Well, since the browser fetches resources on your (the user's) behalf, the browser will follow page instructions and redirects, happily fetching content such as JavaScript. Without a security model this would be absolutely insane. Over time vendors have converged on a Common Model: the Same-Origin Policy.
The Same-Origin Policy specifies trust by URI. For example, a script can be specified with a URI as its source:
<script src="example.com">
By fetching this resource, the browser bequeaths it with all its privileges when executing it. Which it will, because it's JavaScript.
Browsers also send secure information to URIs. For example, a login form which sends secure data to a location must implicitly trust the destination - there is no other system other than trust when POSTing form data, beyond "The developer must have intentionally added this to the page".
It'd be a PITA if you trusted nothing, cause you need access to third-party resources when loading a site.
To make the lives of developers (who constantly compain that entering a username, password, yubikey token, and mobile authentication "upsets the user journey" and "shouldn't be done for every internal and external resource loaded by a page") easier, browsers group URIs into "origins" - a group of addresses which share schemes, hosts, and ports, and as such can safely be assumed to be co-ordinated. This means that resources hosted locally, such as /css and /js can safely be assumed to be intended, as attackers can't add content to the server. Can they. Well, if they could, it'd hardly be Firefoxes fault.
The following addresses are within the same origin of http, example.com, port 80:
- http://example.com
- http://example.com:80
- http://example.com/file/sample.txt
Each of these addresses is within a unique origin due to differing schemes, hosts, and ports:
- http://example.com
- http://example.com:8080
- https://www.example.com
- https://example.com:80
- https://example.com
- http://example.org
Although browsers group URIs into Origins, not every URI in an origin has the same "authority" (read: privileges.) Images, as passive content, (should) have no access to objects. The HTML page and all its scripts on the other hand, are active and the page and its scripts can access every URI within the origin. Browsers determine access requirements by examining their media type (see content sniffing) and treating their resource accordingly.
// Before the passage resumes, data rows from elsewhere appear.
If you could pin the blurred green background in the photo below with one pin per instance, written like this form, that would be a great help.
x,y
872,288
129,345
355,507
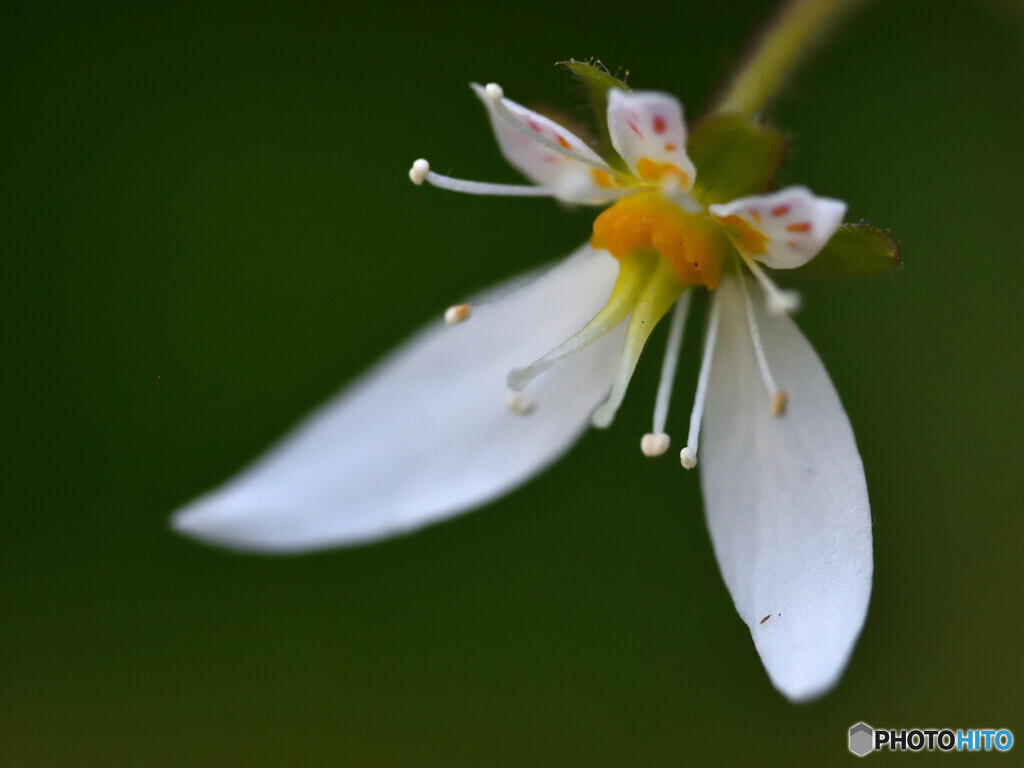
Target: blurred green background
x,y
207,227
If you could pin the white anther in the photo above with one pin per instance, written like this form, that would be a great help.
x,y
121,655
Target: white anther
x,y
518,403
458,313
654,443
418,173
778,401
688,458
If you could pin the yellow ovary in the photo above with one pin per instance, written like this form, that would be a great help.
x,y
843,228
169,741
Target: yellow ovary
x,y
691,243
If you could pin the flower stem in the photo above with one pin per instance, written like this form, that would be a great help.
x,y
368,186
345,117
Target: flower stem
x,y
798,28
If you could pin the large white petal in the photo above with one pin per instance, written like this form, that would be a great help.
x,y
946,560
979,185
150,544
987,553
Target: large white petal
x,y
426,433
785,502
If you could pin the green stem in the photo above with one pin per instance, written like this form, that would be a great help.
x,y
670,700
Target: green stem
x,y
801,25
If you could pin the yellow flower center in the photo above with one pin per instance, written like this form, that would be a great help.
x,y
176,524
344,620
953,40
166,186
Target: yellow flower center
x,y
691,243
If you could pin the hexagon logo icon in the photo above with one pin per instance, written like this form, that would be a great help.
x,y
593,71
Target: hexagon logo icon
x,y
861,739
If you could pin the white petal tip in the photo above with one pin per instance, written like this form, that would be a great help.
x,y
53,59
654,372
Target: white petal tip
x,y
783,302
603,417
519,403
458,313
418,173
688,458
654,443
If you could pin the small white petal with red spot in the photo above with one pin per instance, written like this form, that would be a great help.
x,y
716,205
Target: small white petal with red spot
x,y
795,222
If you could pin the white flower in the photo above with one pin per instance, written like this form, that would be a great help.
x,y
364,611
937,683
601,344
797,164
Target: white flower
x,y
471,408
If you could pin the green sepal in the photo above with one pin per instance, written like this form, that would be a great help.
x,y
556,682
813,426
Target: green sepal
x,y
854,249
733,157
597,81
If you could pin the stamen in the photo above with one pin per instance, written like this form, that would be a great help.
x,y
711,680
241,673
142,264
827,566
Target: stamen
x,y
688,456
458,313
633,273
656,442
779,301
518,403
777,395
671,361
421,172
659,293
497,96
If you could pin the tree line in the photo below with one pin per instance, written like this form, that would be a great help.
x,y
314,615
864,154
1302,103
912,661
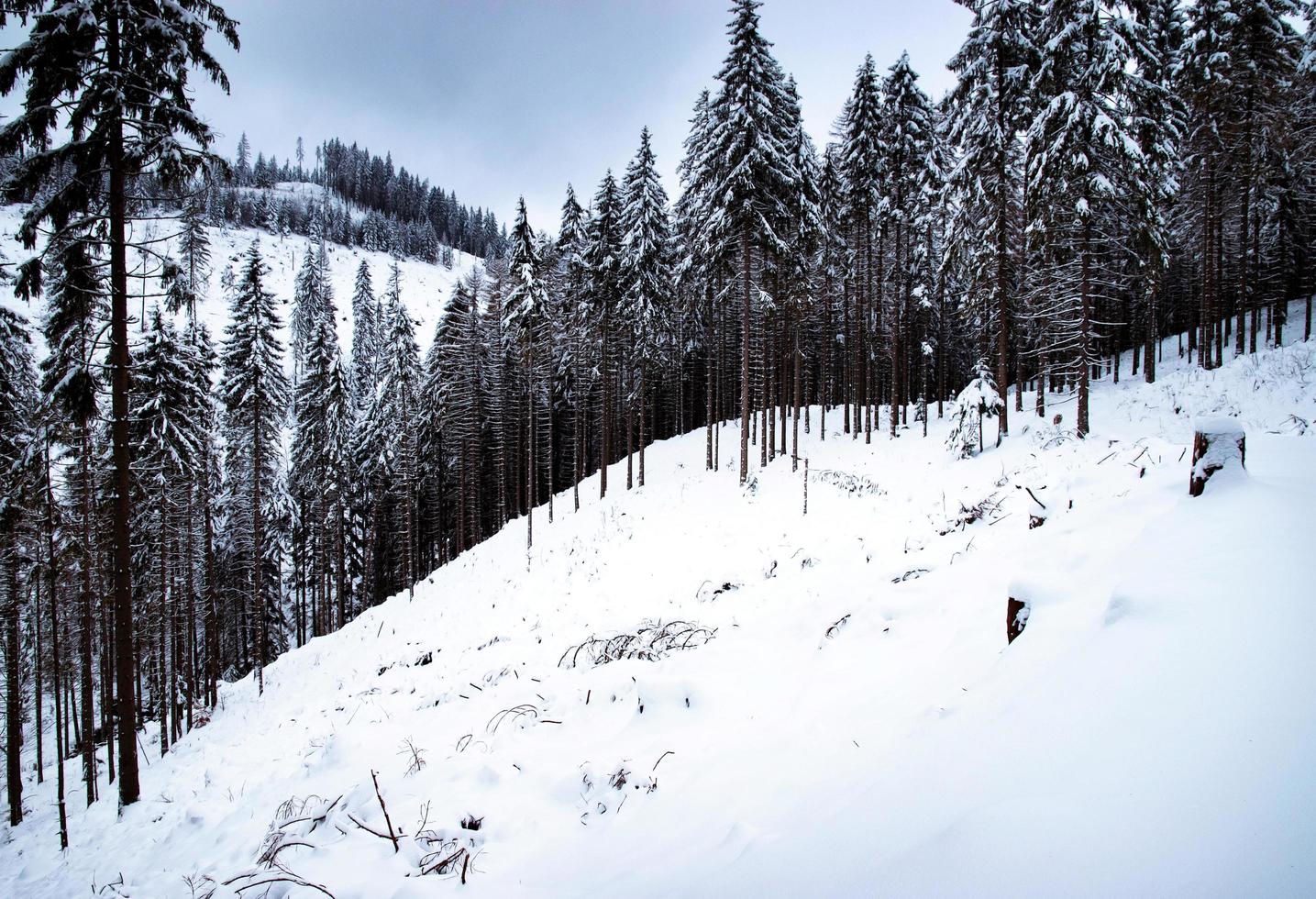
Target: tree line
x,y
1100,178
402,212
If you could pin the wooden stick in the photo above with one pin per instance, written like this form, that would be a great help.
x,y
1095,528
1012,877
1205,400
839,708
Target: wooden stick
x,y
387,820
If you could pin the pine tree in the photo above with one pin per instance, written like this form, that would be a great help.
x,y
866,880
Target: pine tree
x,y
603,263
907,149
990,106
169,444
103,70
254,391
1157,116
75,315
17,405
1264,53
861,162
647,272
366,336
750,188
1079,153
524,320
389,441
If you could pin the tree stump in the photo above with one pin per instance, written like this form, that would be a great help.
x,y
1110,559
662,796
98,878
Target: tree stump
x,y
1016,617
1216,445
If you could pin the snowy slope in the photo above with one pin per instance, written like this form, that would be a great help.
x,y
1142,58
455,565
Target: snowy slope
x,y
856,724
426,287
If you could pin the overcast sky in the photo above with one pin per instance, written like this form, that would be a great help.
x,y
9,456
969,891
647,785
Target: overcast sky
x,y
499,97
520,96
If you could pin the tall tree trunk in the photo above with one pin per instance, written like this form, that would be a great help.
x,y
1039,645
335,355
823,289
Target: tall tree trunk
x,y
745,318
129,787
51,594
12,678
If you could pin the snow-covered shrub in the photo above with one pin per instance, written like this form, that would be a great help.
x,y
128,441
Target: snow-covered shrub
x,y
649,642
976,402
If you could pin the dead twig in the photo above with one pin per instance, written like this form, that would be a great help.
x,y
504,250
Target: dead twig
x,y
381,798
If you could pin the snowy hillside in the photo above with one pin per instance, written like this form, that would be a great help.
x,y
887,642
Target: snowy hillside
x,y
426,286
811,705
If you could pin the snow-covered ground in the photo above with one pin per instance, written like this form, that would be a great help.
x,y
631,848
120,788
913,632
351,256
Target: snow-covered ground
x,y
834,712
426,287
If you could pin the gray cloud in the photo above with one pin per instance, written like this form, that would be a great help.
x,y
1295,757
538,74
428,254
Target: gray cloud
x,y
520,96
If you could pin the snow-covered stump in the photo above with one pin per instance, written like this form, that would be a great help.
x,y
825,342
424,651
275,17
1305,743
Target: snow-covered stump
x,y
1016,617
1216,445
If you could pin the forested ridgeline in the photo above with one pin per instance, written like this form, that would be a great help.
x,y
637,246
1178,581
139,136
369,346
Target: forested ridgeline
x,y
179,507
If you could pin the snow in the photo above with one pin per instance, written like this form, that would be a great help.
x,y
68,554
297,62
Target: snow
x,y
426,287
846,720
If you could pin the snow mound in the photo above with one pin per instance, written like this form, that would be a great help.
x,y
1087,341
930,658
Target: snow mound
x,y
856,726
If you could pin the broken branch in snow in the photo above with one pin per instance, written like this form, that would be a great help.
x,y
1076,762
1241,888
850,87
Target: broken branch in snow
x,y
381,798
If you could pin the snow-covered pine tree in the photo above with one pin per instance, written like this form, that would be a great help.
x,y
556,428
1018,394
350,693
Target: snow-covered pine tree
x,y
318,472
798,272
169,438
254,391
861,167
17,412
603,261
572,241
1264,50
524,318
194,251
391,432
70,382
750,188
1080,151
95,117
905,153
1156,37
1206,78
978,400
989,106
366,336
647,279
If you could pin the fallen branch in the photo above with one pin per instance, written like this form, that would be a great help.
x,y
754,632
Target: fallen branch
x,y
379,796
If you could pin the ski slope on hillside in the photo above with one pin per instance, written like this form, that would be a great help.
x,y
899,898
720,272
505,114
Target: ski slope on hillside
x,y
426,287
829,705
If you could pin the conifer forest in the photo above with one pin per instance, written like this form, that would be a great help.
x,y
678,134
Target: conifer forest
x,y
723,474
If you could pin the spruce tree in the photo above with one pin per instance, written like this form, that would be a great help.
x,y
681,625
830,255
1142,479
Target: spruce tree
x,y
111,81
254,391
647,272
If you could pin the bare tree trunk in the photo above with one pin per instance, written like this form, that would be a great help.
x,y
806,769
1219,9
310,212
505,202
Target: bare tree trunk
x,y
12,678
129,787
745,386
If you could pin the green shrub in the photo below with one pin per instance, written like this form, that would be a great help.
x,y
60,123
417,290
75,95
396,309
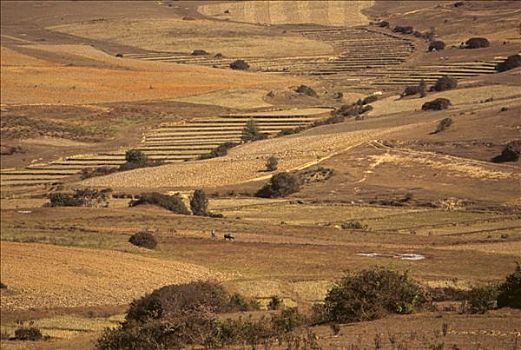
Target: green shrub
x,y
436,105
219,151
436,45
28,333
510,153
445,83
444,124
199,203
251,131
306,90
476,43
143,239
275,302
481,299
511,62
272,163
510,290
172,203
239,65
280,185
371,294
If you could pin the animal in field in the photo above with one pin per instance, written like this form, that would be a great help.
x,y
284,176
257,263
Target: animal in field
x,y
229,237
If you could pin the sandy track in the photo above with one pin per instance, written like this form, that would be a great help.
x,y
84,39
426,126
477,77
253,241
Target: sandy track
x,y
242,164
41,276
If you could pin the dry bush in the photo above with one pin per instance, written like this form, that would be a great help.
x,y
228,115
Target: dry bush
x,y
510,152
511,62
371,294
476,43
143,239
172,203
436,105
280,185
445,83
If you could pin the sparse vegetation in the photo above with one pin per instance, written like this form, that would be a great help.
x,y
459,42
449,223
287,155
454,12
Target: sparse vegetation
x,y
371,294
445,83
280,185
444,124
272,163
436,45
476,43
306,90
511,62
172,203
436,104
510,152
143,239
199,203
239,65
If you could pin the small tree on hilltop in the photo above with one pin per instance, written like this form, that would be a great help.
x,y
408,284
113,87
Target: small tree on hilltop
x,y
199,203
251,131
272,163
When hosting untrusted content (i.e. user-generated content, or perhaps external resources), web applications can limit its authority by restricting its content type.
If such untrusted content is insecurely loaded into the HTML document then the origin's authority will be shared with the untrusted content, a vulnerability called cross-site scripting#originstory.
Content sniffing may grant a low authority image the authority of a better item, such as a HTML document, if a tricksy attacker were to spoof it inteligently. This is why real men disable it #scotthelmeisbae. At the end of the day, sending data in an arbitrary format where it can be interpreted by the receiver will always be danger.